Coasts and oceans
You are viewing an archived copy of the 2017 report.
- Sea surface temperature
Sea-surface temperatures in the Coral Sea and around northern Australia are about +1oC warmer on average than 100 years ago, with record warmth occurring in 2016.
- Southern Oscillation Index
El Niño conditions prevailed in 2015 and at the start of 2016, followed by ENSO-neutral conditions for much of 2017.
- Cyclone activity
Queensland experienced 2 cyclones between March 2015 and December 2017.
- Sea level
Queensland’s sea levels are rising according to the historical tide gauge records.
- Storm tide inundation
Storm tide inundations continue to impact the coast.
- Erosion prone area
Coastal erosion continues to impact the Queensland coast, with several major incidents at developed areas.
|Sea Surface Temperature monitoring|
Sea Surface Temperature (SST) time series are available from 1900 for a number of regions around Australia. These time series include ocean surface temperatures only and do not include any land surface temperatures.
The sea surface temperature information for the Coral Sea (4°S–26°S, 142°E–174°E) and Northern Tropics (4°S–22°S, 94°E–174°E) regions are based on data from 1900 to 2017 and differences from the 1961–1990 average.
|Southern Oscillation Index monitoring|
The Southern Oscillation Index (SOI) is a widely used atmospheric indicator of the El Niño-Southern Oscillation (ENSO). SOI information is based on monthly SOI data from 1875 to 2017, calculated using an 1887 to 1989 base period.
The SOI data are from the Queensland Government Long Paddock website and are calculated using Darwin and Tahiti daily mean sea level pressures sourced from the Bureau of Meteorology and Météo France, respectively.
The Bureau of Meteorology provides real time threat assessment, tracking and historical information on cyclone events.
Maritime Safety Queensland, Queensland port authorities, the Department of Environment and Science and the Australian Maritime Safety Authority jointly operate tide gauge networks around the Queensland coast.
|Storm tide monitoring|
A network of 25 storm tide monitoring sites along the Queensland coastline allows for recording water levels these events and real-time access to sea level data during the event.
|Sea level monitoring|
The Australian Baseline Sea Level Monitoring Project is designed to monitor sea level around the coastline of Australia.

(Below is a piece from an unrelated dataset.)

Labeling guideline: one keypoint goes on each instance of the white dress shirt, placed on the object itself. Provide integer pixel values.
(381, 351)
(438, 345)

The Permanent Service for Mean Sea Level (PSMSL) is the global data bank for long term sea level change information from tide gauges and bottom pressure recorders.
A network of wave monitoring buoys measure the height and direction of waves along the Queensland coast.
|Erosion prone area mapping|
The Department of Environment and Science prepares erosion prone area plans showing the width of the coast that is considered vulnerable to coastal erosion and tidal inundation and indicative footprint mapping of this area.
Spatial information files showing the indicative erosion prone area can be accessed from Queensland Spatial Catalogue (Qspatial).